You have now given yourself some information to go on with, and indeed have identified most of the important fragments. Now, the tricky bit is putting them all together! Let's work through what you've got.
Let's first assume that the sample is pure, and the integrals are correct to within reasonable error. This then gives you 5 obvious environments with ratio 3:3:4:1:1. Environments with 4 equivalent protons are not that common, so we might suspect there is some overlap here, and that we have more than one group. So, I count 12 protons.
The peak at 0.9 integrates to 3 - it is most likely a methyl group, and is closely resembling a triplet, so we can make the guess that it is next to a CH2. (It is in fact not a true triplet, and is immediately recognisable as a terminal methyl for a longer alkyl chain - see this link for more information). But for now let's call it a triplet.
At 1.2, we also have a -CH3 (integrates as 3), which is a doublet, so must be next to a -CH.

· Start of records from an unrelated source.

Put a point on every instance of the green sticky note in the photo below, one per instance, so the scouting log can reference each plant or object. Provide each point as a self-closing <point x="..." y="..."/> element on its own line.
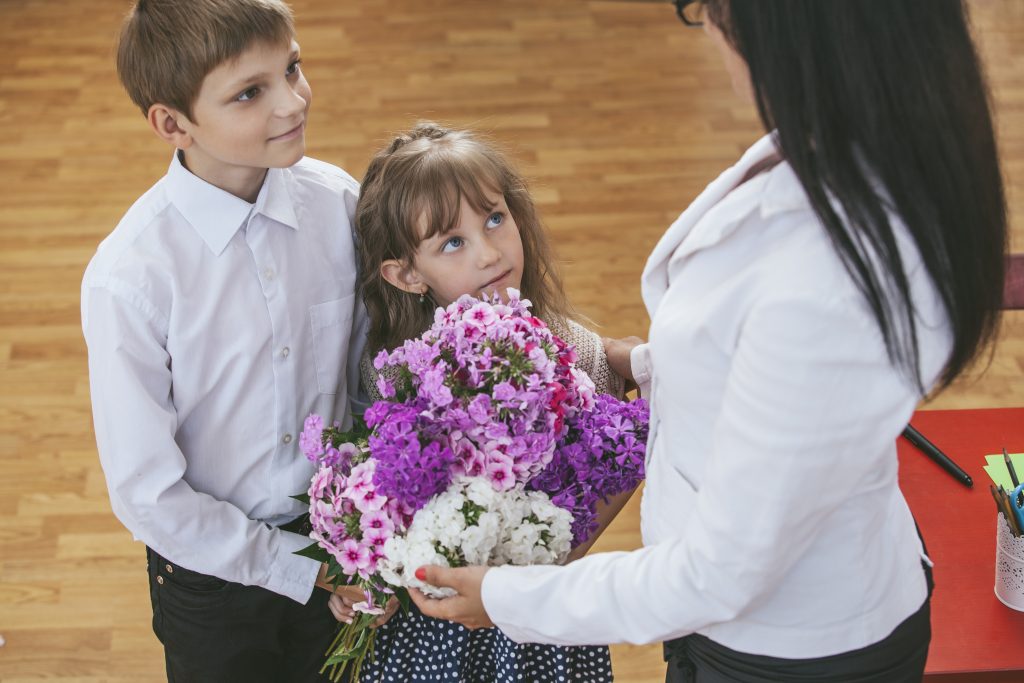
<point x="997" y="471"/>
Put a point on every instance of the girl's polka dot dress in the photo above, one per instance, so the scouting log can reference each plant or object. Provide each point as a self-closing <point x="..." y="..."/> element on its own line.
<point x="414" y="648"/>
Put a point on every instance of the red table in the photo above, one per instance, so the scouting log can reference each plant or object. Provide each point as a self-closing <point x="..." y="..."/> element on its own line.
<point x="975" y="637"/>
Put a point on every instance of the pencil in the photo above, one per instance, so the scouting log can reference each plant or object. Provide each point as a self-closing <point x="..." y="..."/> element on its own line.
<point x="1010" y="468"/>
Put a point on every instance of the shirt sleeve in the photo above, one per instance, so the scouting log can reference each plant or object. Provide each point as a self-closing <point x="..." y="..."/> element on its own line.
<point x="640" y="366"/>
<point x="810" y="413"/>
<point x="135" y="424"/>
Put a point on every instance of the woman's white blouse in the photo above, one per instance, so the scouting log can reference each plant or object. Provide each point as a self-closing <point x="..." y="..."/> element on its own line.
<point x="771" y="517"/>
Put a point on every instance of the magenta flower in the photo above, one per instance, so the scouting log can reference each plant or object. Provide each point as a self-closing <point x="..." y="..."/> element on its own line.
<point x="353" y="557"/>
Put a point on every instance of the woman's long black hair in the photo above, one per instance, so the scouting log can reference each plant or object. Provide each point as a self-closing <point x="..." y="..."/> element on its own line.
<point x="890" y="92"/>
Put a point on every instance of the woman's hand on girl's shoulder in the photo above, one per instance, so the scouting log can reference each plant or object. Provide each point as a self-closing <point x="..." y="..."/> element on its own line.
<point x="617" y="352"/>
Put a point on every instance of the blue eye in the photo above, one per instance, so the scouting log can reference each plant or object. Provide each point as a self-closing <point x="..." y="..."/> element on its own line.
<point x="496" y="219"/>
<point x="452" y="245"/>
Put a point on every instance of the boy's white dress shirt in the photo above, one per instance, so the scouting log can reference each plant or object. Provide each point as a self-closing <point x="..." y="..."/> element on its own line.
<point x="214" y="328"/>
<point x="771" y="516"/>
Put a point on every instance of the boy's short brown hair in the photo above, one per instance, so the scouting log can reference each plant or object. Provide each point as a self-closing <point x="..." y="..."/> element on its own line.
<point x="167" y="47"/>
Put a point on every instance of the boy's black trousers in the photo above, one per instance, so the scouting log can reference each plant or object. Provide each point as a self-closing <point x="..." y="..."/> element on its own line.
<point x="216" y="631"/>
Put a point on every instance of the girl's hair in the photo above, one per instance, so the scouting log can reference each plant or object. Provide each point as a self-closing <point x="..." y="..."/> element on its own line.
<point x="877" y="91"/>
<point x="421" y="178"/>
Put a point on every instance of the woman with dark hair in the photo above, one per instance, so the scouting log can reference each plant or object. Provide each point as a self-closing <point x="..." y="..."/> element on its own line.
<point x="847" y="265"/>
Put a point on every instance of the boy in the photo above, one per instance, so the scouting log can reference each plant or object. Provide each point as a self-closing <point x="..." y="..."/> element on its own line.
<point x="218" y="314"/>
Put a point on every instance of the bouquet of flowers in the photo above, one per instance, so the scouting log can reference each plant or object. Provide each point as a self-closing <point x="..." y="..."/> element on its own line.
<point x="489" y="447"/>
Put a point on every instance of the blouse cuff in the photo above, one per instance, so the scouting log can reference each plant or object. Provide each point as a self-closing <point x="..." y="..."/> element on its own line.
<point x="640" y="366"/>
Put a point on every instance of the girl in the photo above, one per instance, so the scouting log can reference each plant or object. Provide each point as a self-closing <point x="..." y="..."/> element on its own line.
<point x="850" y="262"/>
<point x="441" y="214"/>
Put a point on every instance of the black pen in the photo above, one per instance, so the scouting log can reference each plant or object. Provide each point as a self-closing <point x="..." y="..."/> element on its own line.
<point x="926" y="446"/>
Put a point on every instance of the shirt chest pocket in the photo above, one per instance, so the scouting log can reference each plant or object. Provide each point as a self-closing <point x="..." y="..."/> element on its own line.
<point x="332" y="328"/>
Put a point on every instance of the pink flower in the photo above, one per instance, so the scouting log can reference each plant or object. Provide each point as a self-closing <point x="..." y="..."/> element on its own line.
<point x="353" y="557"/>
<point x="500" y="471"/>
<point x="376" y="519"/>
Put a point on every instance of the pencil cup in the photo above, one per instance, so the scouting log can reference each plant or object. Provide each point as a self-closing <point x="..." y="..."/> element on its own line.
<point x="1009" y="565"/>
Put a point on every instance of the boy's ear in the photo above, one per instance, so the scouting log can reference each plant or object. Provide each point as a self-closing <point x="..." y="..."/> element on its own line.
<point x="402" y="276"/>
<point x="170" y="125"/>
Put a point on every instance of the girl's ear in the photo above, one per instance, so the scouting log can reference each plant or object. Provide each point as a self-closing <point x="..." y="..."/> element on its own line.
<point x="402" y="276"/>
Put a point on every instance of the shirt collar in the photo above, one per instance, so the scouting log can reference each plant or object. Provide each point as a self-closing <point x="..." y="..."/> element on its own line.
<point x="216" y="214"/>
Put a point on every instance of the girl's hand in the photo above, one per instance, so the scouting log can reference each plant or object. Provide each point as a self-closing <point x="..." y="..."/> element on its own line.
<point x="467" y="607"/>
<point x="617" y="352"/>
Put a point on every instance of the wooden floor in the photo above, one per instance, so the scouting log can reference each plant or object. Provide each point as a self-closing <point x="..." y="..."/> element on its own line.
<point x="616" y="112"/>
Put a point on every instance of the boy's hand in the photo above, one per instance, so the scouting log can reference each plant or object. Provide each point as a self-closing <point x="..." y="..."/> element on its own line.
<point x="617" y="352"/>
<point x="346" y="596"/>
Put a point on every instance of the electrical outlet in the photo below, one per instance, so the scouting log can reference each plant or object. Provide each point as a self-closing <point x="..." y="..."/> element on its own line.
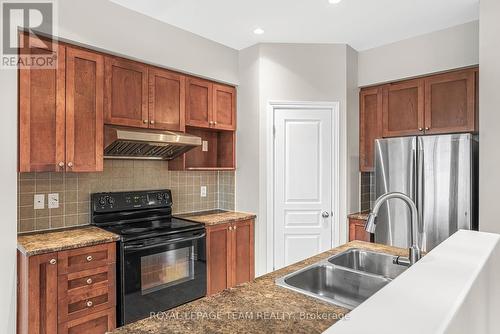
<point x="53" y="201"/>
<point x="39" y="201"/>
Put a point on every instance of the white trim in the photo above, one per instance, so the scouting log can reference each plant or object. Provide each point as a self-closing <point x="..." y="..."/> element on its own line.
<point x="272" y="106"/>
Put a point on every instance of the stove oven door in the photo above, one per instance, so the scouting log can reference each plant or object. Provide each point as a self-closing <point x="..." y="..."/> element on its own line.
<point x="161" y="273"/>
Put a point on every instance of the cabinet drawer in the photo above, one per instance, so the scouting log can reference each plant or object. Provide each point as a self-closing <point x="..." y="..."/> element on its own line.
<point x="95" y="323"/>
<point x="75" y="260"/>
<point x="86" y="300"/>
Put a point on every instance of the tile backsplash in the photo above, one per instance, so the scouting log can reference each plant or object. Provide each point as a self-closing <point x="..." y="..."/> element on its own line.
<point x="74" y="191"/>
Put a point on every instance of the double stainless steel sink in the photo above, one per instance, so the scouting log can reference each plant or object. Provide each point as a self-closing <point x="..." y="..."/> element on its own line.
<point x="346" y="279"/>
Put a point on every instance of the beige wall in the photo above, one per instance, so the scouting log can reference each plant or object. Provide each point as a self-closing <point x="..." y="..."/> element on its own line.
<point x="489" y="115"/>
<point x="434" y="52"/>
<point x="104" y="24"/>
<point x="101" y="24"/>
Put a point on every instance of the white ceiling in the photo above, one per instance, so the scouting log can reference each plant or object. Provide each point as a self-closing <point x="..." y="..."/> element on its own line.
<point x="363" y="24"/>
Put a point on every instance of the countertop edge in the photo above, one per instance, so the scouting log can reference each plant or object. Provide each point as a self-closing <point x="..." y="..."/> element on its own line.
<point x="50" y="249"/>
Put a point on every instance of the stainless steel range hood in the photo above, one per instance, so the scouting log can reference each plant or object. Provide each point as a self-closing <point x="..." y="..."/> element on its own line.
<point x="132" y="143"/>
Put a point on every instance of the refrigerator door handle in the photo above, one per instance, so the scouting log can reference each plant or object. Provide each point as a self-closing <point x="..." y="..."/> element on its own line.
<point x="421" y="188"/>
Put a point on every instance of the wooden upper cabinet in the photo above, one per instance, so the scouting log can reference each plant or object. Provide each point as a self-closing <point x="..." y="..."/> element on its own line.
<point x="403" y="108"/>
<point x="41" y="113"/>
<point x="199" y="103"/>
<point x="166" y="100"/>
<point x="126" y="93"/>
<point x="84" y="110"/>
<point x="243" y="252"/>
<point x="450" y="102"/>
<point x="224" y="112"/>
<point x="370" y="126"/>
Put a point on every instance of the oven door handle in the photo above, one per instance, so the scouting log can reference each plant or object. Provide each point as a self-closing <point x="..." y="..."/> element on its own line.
<point x="167" y="242"/>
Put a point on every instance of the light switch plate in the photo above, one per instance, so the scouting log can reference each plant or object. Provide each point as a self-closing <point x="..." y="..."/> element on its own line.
<point x="53" y="201"/>
<point x="39" y="201"/>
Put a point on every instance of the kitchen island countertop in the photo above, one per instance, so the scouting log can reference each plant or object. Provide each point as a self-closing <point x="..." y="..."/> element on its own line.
<point x="259" y="306"/>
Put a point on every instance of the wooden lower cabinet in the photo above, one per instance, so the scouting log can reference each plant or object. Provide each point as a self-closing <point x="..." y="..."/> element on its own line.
<point x="53" y="299"/>
<point x="357" y="231"/>
<point x="230" y="255"/>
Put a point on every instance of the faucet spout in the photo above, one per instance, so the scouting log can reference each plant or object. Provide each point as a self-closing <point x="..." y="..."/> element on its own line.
<point x="414" y="252"/>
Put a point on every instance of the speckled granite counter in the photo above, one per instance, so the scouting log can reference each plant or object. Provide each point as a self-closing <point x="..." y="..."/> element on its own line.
<point x="256" y="307"/>
<point x="363" y="215"/>
<point x="53" y="241"/>
<point x="215" y="217"/>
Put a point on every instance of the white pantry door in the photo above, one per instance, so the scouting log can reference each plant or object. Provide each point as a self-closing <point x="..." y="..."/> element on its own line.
<point x="302" y="184"/>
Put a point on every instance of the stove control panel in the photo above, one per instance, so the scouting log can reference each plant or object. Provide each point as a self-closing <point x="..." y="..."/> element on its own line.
<point x="121" y="201"/>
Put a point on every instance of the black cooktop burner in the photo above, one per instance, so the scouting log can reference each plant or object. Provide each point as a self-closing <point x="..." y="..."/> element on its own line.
<point x="147" y="229"/>
<point x="138" y="214"/>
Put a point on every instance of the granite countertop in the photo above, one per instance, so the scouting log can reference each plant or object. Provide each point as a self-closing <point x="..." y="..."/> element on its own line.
<point x="363" y="215"/>
<point x="53" y="241"/>
<point x="215" y="217"/>
<point x="259" y="306"/>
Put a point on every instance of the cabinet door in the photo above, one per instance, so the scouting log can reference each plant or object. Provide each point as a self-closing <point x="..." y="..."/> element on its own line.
<point x="450" y="102"/>
<point x="403" y="108"/>
<point x="370" y="125"/>
<point x="166" y="100"/>
<point x="224" y="112"/>
<point x="95" y="323"/>
<point x="126" y="93"/>
<point x="199" y="99"/>
<point x="84" y="110"/>
<point x="41" y="113"/>
<point x="218" y="258"/>
<point x="243" y="252"/>
<point x="37" y="288"/>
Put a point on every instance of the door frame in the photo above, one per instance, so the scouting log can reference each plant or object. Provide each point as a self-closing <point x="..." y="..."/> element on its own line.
<point x="272" y="107"/>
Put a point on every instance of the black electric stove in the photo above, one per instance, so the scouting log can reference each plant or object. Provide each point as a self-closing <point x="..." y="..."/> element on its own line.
<point x="161" y="260"/>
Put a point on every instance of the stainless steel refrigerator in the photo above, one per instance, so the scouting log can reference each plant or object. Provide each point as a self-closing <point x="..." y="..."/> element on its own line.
<point x="440" y="174"/>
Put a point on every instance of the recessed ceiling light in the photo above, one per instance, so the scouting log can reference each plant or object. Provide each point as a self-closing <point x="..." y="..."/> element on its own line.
<point x="258" y="31"/>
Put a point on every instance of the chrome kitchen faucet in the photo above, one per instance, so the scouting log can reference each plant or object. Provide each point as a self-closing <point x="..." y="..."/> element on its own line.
<point x="414" y="251"/>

The multiplet mess around 1.4 must contain at least one -CH2 (to couple to the methyl at 0.9), which will leave us with another -CH2, or perhaps two -CH groups.
That broad peak at 1.72 is characteristic of an alcohol peak. It is also indicative of a sample which, if not run almost neat, is very concentrated and in a dry solvent. Its integral is not quite correct, but probably because of some excess water in the sample. But it is broad, and in the correct region for an alcohol. You could confirm this by doing a D2O shake, and seeing this peak disappear.
And, at 3.8 you have a -CH which is coupled to more than one thing. You have reasonably proposed that it is adjacent to a -CH3 and -CH2- Its chemical shift suggests that it is near some electronegative group or deshielding group. Knowing you have an alcohol might help narrow the possibilities here. The chemical shift is not indicative of a ring on its own. An alkyl ring would still be to higher field.
So, let's summarise what you know:
I think there is perhaps only one way to connect these fragments....
The key to these types of questions is that once you propose a structure, you can then go back and rationalise what you see to test the structure. Sometimes, you might have to come up with several structures before you get the correct one. But it usually best to start with the simplest, most probable and start eliminating from that.
If you still have problems with understanding any of this, ask some more, and we can go from there.